Elaine Stocki, Bonnie, 2007, C-print, 24 x 24”.

Stocki admits that viewers may register a certain degree of discomfort in looking at her work but she resists any comparisons between her approach and that of someone like Diane Arbus. “Arbus strove to represent a minority and I’m interested in representing a majority. I’ve read reviews of my work in which the writer says I take pictures of people on the fringes of society. It’s laughable because I take pictures of people who are working class, who live in the downtown or the North End of Winnipeg, and who are very, very regular people.”

Stocki’s subjects responded to ads she placed in newspapers for models over 30. She pays them for the work they do with her, which can be time-consuming. “I’ll usually take many, many rolls of an almost identical thing and then pick the negative I like the best. I always have an idea what I want but, over the series of shoots, that would change and oftentimes I would see in their shifting around something that was much more interesting than what I had conceived.” Stocki is intrigued by movement and by what it looks like when it’s frozen; Marlene stands on a bed in the Winnipeg Hotel on Main Street, facing the wall; with Bruce she captured “some sort of unglorified male athleticism” by pulling down his pants while he hangs on a white bar.

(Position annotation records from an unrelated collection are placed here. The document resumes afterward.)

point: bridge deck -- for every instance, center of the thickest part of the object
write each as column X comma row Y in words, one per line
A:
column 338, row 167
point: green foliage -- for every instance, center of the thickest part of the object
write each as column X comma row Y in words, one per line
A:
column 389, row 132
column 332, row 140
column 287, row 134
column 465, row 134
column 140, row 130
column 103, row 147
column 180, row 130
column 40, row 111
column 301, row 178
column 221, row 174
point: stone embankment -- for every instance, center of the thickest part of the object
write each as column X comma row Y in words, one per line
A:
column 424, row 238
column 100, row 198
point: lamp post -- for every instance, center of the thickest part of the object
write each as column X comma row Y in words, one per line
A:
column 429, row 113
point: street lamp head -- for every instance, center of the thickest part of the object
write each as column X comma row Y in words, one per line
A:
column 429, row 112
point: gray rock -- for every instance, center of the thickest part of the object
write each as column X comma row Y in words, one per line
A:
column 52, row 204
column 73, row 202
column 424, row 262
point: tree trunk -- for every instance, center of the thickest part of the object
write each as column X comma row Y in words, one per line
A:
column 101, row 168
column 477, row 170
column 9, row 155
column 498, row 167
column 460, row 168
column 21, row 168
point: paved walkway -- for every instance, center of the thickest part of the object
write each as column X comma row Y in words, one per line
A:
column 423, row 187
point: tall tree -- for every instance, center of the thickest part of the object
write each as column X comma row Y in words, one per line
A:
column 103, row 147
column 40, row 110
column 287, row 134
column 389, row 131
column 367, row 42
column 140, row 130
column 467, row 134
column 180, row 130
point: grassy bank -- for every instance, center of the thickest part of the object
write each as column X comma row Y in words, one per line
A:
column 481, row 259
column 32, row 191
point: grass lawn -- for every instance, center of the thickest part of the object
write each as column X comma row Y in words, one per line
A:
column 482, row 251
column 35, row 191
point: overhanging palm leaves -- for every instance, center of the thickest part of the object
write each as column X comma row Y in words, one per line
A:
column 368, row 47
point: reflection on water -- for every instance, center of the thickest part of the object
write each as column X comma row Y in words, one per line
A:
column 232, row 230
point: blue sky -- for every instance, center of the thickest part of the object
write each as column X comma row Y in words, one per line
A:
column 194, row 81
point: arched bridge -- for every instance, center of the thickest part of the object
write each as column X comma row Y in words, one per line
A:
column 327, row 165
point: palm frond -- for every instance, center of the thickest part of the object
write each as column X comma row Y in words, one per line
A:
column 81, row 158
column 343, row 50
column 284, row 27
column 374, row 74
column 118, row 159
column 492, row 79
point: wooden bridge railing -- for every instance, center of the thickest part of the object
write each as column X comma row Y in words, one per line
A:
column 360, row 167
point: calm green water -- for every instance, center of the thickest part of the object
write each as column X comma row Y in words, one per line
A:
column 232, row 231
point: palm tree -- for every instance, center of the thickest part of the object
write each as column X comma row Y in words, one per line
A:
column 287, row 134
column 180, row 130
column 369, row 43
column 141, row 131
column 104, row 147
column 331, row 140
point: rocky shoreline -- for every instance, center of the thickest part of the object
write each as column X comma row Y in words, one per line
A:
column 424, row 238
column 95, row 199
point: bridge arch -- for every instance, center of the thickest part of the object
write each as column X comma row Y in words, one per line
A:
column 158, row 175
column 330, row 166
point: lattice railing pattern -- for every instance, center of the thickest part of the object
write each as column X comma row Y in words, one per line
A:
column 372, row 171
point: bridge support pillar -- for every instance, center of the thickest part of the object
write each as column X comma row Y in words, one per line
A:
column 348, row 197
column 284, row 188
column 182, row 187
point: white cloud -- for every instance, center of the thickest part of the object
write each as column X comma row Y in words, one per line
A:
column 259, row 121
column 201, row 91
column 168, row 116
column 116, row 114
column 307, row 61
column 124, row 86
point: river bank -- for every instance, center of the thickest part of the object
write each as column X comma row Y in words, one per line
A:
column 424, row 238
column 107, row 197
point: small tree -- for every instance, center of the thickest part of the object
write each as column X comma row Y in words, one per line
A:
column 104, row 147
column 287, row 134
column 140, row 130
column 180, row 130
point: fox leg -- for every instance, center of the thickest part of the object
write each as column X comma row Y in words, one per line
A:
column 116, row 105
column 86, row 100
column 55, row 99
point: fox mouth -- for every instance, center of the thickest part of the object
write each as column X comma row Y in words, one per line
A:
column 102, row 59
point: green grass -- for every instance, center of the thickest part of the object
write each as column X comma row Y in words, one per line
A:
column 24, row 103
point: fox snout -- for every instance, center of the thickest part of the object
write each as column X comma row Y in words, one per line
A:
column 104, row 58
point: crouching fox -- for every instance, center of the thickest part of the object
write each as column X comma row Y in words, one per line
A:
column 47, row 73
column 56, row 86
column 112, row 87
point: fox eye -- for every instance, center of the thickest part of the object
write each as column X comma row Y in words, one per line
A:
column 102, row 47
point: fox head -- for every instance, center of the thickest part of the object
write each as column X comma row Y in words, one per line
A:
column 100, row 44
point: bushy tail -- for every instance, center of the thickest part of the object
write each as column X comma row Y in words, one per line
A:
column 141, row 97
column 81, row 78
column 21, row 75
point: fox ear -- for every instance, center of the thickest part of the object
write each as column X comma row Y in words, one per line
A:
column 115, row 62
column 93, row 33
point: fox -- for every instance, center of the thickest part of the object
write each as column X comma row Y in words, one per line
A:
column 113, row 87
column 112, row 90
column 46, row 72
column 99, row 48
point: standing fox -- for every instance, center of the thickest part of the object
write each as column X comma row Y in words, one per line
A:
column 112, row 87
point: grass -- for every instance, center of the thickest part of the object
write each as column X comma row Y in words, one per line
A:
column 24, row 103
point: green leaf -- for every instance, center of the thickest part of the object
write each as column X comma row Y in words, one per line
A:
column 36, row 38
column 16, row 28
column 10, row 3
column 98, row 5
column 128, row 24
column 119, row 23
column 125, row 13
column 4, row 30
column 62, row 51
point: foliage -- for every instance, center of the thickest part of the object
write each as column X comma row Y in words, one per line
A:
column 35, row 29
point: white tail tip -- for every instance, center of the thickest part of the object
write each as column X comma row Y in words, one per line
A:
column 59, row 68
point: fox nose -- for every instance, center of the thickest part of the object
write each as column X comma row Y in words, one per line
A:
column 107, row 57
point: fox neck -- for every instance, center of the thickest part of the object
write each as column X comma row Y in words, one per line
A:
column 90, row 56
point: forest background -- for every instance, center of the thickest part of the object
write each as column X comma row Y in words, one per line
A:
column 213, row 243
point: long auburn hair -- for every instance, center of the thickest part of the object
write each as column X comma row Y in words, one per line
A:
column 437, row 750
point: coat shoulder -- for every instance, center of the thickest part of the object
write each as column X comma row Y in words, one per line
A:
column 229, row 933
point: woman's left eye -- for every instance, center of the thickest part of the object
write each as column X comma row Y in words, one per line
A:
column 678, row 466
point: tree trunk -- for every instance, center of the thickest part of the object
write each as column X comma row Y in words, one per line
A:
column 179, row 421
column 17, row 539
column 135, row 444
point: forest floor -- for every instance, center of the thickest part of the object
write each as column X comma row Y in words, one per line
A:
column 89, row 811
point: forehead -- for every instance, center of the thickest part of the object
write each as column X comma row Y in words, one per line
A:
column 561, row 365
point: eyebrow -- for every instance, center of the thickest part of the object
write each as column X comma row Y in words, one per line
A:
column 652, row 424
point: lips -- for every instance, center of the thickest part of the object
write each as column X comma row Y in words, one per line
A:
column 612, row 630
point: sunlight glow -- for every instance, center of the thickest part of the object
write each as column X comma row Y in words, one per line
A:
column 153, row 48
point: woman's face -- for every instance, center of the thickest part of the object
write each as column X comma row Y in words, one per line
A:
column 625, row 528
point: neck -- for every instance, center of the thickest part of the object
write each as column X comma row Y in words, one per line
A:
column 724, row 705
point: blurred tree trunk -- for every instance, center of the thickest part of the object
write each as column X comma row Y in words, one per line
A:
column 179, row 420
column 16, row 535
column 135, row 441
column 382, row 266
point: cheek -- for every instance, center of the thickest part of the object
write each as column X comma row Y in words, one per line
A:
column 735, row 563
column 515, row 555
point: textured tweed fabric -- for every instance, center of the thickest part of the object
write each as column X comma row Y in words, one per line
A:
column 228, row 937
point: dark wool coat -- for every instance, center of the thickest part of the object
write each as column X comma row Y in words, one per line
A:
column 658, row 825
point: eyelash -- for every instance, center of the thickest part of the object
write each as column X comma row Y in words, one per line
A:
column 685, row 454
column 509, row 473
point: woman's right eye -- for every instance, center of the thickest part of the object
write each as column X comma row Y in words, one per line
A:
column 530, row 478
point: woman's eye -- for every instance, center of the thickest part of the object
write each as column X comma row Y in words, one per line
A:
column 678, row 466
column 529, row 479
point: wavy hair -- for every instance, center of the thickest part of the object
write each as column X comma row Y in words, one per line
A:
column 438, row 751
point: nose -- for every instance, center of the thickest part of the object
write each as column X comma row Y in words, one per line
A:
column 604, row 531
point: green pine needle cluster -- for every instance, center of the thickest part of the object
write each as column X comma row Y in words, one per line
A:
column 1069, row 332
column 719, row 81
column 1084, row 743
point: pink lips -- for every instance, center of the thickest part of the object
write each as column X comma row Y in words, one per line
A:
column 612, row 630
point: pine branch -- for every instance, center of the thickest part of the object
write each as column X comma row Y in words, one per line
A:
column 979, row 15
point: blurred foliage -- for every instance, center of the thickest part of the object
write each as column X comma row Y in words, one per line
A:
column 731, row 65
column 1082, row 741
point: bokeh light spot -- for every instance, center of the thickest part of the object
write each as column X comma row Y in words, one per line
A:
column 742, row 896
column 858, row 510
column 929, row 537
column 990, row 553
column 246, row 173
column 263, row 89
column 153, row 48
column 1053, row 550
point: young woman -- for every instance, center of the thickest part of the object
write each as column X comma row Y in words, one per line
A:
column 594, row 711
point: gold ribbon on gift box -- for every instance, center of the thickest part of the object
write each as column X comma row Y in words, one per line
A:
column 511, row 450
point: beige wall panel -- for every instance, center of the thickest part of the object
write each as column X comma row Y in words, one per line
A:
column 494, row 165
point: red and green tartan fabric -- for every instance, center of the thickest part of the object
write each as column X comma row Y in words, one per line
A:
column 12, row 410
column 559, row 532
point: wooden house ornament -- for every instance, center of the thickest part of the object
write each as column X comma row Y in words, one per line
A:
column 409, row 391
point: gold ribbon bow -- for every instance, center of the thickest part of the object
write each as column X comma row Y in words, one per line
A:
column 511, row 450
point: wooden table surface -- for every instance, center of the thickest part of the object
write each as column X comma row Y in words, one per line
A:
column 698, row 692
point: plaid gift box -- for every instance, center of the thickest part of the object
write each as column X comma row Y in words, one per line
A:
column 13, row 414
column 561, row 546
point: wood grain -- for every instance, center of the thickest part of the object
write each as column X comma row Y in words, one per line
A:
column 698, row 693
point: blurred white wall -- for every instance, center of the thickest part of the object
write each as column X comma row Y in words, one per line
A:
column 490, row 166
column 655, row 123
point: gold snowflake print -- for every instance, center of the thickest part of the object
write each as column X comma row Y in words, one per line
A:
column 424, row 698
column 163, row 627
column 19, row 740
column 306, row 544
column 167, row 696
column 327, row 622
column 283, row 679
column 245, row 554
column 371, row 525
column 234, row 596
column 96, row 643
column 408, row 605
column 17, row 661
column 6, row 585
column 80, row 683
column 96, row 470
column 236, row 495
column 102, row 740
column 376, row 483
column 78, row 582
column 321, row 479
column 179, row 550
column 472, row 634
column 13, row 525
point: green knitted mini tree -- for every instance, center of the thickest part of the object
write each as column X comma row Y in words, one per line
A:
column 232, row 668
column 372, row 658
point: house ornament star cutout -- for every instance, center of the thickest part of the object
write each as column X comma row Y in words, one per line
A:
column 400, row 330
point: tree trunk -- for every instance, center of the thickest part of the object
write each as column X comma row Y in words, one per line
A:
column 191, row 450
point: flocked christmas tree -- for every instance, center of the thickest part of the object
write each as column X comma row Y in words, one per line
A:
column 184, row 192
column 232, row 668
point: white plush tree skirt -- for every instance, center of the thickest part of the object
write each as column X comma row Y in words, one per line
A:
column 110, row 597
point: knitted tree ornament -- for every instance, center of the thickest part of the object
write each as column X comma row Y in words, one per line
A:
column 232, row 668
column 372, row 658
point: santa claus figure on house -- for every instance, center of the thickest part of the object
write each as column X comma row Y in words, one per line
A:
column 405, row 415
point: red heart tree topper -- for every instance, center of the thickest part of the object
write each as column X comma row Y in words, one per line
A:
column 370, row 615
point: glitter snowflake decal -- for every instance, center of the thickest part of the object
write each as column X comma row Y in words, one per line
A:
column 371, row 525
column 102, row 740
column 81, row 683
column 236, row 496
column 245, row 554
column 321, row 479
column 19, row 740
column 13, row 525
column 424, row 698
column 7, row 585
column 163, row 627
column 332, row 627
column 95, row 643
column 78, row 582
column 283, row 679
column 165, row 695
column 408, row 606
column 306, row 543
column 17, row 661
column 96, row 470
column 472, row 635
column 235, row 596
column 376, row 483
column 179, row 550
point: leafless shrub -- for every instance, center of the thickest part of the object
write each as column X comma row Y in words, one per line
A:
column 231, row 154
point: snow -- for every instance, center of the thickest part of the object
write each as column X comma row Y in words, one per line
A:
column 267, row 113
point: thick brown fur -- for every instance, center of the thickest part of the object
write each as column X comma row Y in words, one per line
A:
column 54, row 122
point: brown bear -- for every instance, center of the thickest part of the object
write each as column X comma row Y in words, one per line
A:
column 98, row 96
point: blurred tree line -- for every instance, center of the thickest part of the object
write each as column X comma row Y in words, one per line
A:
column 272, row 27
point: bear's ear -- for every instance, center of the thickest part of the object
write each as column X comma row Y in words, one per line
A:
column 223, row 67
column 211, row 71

Stocki’s most recent interest is in multiplication.“I want to see if a photograph of groups of people can carry the same ambiguous and psychological weight, because as soon as you put in more than one person the audience automatically starts to read relationships into the figures. What I want to do is subvert their expectations about what those relationships are to each other and to the photographer.”

Elaine Stocki, Left to Right: Dennis, 2006, C-print, 24 x 24”, Ken, 2007, C-print, 24 x 24”., Bruce, 2007, C-print, 24 x 24”.